There is no specific therapy for the 3M syndrome. The effectiveness of GH therapy for 3M syndrome type 2 is controversial. Some researchers suggest that despite normal GH levels, some children with 3M syndrome exhibit inadequate GH stimulation, warranting GH treatment. Keskin et al. (5) reported a case of 3M syndrome type 2 treated with rhGH for six months at a dose of 7.5 IU/kg per week, resulting in a growth increment of 7 cm and a satisfactory growth rate. Clayton et al. (17) investigated the response to rhGH treatment in six individuals (including four patients who carried the causative mutation in the OBSL1 gene). They found a small but significant increase in growth rate and height growth compared to the control group. However, some case reports indicate an ineffectiveness of GH treatment. Demir et al. (4) reported a child with homozygous OBSL1 gene mutation (c.457_458delinsT) who underwent one year of GH treatment (dosage not mentioned), resulting in a mere 3 cm height increase. The presented patient received approximately five years of GH treatment, achieving a height increase of 4 cm per year with moderate effectiveness.

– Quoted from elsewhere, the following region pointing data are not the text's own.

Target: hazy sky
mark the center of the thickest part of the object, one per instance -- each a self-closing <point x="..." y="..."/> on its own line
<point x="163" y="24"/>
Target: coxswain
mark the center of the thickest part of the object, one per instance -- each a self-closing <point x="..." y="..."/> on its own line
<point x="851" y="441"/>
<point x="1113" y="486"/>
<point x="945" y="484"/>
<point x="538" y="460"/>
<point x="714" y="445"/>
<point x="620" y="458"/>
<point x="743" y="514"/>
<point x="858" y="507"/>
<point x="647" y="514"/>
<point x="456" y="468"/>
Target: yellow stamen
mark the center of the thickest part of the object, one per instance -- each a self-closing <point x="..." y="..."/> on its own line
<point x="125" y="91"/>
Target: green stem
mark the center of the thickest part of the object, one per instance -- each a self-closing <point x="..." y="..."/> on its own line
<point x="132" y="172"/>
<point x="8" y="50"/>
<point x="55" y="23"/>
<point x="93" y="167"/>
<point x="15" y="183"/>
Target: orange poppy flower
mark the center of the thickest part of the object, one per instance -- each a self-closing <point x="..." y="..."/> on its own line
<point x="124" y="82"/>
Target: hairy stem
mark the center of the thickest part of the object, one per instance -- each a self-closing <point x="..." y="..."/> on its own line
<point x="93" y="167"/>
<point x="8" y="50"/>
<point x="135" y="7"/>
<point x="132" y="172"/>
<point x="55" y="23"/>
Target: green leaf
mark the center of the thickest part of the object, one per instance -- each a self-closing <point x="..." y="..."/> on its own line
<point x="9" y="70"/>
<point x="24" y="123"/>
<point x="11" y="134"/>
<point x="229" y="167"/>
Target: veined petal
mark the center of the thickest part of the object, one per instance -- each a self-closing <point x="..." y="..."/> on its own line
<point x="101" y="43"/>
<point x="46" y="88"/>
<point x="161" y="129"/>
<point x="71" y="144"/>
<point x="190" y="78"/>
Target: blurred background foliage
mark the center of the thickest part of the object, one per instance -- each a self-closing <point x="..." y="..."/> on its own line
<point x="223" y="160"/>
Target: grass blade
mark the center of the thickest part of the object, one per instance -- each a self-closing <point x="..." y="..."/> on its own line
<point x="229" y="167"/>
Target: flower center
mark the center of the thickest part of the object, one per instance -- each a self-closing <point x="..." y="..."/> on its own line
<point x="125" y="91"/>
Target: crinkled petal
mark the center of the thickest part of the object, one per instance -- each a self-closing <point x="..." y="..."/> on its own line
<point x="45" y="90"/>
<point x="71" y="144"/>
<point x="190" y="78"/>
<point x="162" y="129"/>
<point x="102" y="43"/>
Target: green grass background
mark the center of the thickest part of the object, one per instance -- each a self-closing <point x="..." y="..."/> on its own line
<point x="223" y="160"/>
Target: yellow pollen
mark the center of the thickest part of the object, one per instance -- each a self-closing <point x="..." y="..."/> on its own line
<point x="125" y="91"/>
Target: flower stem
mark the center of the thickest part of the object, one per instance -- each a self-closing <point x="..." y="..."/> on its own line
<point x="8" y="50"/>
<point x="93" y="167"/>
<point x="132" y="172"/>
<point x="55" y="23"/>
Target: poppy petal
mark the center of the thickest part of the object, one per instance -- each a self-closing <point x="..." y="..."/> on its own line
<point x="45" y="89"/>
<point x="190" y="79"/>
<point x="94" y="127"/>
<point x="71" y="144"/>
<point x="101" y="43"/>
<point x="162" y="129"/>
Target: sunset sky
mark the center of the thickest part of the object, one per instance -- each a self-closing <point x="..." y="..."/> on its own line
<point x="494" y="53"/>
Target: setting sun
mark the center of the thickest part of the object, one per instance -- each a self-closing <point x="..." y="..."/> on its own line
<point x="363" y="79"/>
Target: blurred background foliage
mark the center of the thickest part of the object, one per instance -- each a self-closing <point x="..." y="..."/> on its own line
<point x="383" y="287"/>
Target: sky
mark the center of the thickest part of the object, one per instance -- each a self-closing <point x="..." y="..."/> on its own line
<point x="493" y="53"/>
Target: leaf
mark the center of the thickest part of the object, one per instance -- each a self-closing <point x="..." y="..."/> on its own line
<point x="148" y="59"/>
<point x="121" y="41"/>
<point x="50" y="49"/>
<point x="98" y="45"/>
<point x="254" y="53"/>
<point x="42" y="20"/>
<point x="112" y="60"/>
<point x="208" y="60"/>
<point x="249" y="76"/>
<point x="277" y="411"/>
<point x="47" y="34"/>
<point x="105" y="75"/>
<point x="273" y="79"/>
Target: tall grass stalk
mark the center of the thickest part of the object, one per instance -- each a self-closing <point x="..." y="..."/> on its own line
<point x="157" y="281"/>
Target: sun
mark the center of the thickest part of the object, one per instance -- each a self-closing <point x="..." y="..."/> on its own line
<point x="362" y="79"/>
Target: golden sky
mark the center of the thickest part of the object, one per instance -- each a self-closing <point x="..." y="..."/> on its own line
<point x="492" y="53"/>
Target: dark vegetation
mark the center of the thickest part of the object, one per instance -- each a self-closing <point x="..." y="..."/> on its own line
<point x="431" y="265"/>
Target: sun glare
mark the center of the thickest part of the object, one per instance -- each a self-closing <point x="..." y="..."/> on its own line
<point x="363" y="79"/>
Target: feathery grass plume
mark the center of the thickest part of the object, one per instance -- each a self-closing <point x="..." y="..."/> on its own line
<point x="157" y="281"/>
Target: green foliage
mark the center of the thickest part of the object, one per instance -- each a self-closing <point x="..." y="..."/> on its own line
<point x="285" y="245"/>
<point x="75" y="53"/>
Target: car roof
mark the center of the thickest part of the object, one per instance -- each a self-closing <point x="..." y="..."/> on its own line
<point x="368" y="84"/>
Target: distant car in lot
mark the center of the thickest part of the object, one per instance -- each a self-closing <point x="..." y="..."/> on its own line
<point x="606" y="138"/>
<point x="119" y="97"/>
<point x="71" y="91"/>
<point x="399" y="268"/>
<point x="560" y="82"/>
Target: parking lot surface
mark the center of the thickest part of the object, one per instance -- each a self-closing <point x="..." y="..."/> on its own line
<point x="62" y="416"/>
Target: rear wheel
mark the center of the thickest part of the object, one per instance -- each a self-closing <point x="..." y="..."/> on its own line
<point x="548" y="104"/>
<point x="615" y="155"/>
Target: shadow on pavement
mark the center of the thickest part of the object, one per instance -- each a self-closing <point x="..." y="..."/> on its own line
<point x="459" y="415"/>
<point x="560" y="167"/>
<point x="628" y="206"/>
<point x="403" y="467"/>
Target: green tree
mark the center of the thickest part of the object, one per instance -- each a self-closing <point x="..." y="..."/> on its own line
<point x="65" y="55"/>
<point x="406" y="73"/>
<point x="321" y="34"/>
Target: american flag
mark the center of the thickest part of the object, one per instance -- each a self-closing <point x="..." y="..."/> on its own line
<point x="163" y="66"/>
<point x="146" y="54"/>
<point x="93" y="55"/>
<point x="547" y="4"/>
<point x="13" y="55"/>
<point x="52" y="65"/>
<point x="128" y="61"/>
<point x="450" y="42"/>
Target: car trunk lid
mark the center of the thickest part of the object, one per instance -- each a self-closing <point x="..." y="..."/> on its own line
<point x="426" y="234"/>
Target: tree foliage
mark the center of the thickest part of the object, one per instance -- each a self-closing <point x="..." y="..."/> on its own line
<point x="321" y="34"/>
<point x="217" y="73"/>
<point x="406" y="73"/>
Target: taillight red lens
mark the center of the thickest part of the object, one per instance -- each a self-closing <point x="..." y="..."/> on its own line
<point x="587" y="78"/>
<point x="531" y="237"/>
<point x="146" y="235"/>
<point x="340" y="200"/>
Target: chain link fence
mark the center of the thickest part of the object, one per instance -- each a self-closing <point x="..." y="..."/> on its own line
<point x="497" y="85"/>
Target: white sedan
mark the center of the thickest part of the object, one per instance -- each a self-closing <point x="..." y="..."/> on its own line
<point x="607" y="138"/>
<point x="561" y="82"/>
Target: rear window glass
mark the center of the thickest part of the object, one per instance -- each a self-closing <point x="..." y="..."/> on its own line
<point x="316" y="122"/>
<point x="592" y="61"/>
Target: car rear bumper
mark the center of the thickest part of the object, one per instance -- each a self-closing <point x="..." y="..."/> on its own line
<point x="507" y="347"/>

Due to the patient’s average intelligence, the prenatal diagnosis of 3M syndrome remains debatable. For those with a family history or parents who are carriers of confirmed pathogenic genes and wish to have an unaffected child, a preimplantation genetic diagnosis could be considered, following ethical principles and informed consent. Regular prenatal ultrasound examinations are beneficial to early diagnosis. The growth rate of all long bones was observed to decrease. Two- and three-dimensional sonography can reveal shortened long bones and help detect mid-facial underdevelopment, aiding in prenatal diagnosis of 3M syndrome (18). Therefore, clinical prenatal examinations should focus on early identification and prompt genetic testing.
Conclusion
In summary, 3M syndrome is a rare disease primarily presenting with short stature. It should be considered when accompanied with intrauterine growth retardation, low birth weight, facial abnormalities in infancy, average head circumference, and skeletal developmental issues. Molecular analysis is needed to confirm the diagnosis. We found a novel mutation in the OBSL1 gene in a Chinese patient. Moreover, the c.458dupG mutation in the OBSL1 gene may be a hotspot mutation in the Chinese population.